KDP Stock’s Past Three-Month Performance
Is KDP a Value Play Stock?
Keurig Dr Pepper currently holds a forward 12-month price-to-earnings (P/E) ratio of 12.22X, which is lower than the industry average of 19.03X and the sector average of 16.81X. This valuation positions the stock at a reasonable discount compared to both its direct competitors and the broader consumer staples sector.
Stocks to Consider
Here are three better-ranked stocks from the Consumer Staples sector: Vita Coco Company (COCO), B&G Foods (BGS), and Krispy Kreme, Inc. (DNUT).
Vita Coco produces and distributes coconut water products in various markets, holding a Zacks Rank #2 (Buy). The Zacks Consensus Estimate for COCO’s 2026 sales and EPS indicates substantial growth of 21.4% and 47.9%, respectively, from the previous year’s figures. Vita Coco has demonstrated a trailing four-quarter average earnings surprise of 11.7%.
B&G Foods is engaged in the production and distribution of shelf-stable and frozen food products across the U.S., Canada, and Puerto Rico, currently holding a Zacks Rank #2. The Zacks Consensus Estimate for B&G Foods’ current fiscal-year earnings suggests a growth of 5.9% compared to last year.
Krispy Kreme produces doughnuts in multiple countries and also holds a Zacks Rank of 2. The Zacks Consensus Estimate for DNUT’s current fiscal-year sales implies a 14% decline, while earnings are expected to grow by 80% compared to the previous year’s figures.
Key Takeaways
- Keurig Dr Pepper is seeing strong growth in its Refreshment Beverages segment.

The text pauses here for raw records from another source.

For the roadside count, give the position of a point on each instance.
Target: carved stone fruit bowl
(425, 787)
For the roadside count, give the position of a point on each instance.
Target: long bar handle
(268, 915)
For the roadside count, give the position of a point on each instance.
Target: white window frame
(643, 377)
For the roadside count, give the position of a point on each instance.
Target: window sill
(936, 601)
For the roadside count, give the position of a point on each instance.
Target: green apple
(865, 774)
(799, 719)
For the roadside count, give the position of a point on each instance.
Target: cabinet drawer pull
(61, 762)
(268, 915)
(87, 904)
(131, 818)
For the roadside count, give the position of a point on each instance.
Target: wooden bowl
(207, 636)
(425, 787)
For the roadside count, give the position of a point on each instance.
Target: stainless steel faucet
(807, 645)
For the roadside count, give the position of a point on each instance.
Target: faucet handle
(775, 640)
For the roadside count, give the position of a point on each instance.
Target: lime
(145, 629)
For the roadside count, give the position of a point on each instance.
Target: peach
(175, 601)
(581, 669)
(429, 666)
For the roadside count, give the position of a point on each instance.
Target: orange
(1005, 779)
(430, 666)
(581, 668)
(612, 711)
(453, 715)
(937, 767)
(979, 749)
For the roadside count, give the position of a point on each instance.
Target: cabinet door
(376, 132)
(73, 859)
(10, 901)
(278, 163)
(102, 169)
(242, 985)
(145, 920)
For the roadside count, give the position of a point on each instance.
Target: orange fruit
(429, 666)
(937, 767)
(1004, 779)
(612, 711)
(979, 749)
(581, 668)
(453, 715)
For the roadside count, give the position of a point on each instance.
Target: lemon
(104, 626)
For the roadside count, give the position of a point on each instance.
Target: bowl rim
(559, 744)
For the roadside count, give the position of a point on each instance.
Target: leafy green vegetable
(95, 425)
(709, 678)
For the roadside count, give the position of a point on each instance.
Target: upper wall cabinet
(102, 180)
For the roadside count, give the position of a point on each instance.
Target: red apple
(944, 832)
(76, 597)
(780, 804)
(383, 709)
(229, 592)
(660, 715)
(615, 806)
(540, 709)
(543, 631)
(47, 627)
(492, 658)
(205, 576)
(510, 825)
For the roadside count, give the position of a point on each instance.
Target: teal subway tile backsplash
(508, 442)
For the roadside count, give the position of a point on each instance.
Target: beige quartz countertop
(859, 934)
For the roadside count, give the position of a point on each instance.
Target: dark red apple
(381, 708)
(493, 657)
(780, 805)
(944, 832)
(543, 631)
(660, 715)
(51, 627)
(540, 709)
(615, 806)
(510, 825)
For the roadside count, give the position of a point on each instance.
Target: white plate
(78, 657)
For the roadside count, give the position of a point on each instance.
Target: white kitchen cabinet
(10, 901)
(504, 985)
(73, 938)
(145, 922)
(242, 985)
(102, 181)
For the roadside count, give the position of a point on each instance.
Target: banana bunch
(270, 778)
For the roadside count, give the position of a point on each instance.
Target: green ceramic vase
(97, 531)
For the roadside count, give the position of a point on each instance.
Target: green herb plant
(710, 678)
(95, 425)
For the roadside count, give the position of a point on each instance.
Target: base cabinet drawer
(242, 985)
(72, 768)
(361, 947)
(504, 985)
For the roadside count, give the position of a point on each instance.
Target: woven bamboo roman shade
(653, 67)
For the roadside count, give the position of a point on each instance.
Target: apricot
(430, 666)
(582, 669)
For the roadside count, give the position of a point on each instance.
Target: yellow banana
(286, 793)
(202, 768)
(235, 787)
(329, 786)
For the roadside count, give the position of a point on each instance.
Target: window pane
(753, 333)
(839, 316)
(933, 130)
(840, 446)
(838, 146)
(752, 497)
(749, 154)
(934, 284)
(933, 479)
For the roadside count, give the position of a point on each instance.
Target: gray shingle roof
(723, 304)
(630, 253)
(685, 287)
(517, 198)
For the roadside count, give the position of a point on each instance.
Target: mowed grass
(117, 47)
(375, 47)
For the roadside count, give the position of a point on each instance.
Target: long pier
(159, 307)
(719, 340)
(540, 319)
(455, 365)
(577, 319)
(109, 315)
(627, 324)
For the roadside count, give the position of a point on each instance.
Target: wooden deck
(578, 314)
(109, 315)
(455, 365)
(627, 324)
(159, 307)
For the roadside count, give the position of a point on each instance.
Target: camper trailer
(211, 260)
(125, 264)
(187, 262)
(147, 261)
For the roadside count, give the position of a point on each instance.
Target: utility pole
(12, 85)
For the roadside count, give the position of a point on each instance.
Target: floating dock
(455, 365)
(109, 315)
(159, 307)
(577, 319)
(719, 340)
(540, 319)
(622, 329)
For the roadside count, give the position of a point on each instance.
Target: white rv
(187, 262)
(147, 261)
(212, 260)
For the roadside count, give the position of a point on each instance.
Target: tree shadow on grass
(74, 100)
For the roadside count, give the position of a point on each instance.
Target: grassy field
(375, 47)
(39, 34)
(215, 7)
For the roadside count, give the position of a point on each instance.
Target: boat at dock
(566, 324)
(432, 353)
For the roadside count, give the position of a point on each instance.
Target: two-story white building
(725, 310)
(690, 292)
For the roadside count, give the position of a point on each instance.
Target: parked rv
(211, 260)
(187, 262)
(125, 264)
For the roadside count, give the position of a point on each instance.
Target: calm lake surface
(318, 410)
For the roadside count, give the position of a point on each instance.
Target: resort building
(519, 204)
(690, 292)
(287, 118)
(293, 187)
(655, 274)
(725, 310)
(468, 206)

- The coffee business faces temporary challenges but is expected to rebound.
- KDP’s acquisition of JDE Peet’s is set to strengthen its global coffee position.
- The company is planning to separate its beverage and coffee operations for better focus.
- KDP shares have slightly declined over the last three months, but the stock is valued attractively compared to industry averages.
FAQ
What is the main focus of Keurig Dr Pepper’s growth strategy?
The company aims to enhance its beverage sales while addressing the challenges in its coffee segment through innovation and strategic separation of operations.
How has KDP’s stock performed recently?
KDP’s stock has decreased by 2% over the past three months amidst a generally uplifting market, where the S&P 500 rose by 9.9%.
What is KDP’s current stock valuation?
KDP currently has a forward 12-month P/E ratio of 12.22X, significantly lower than its industry and sector averages.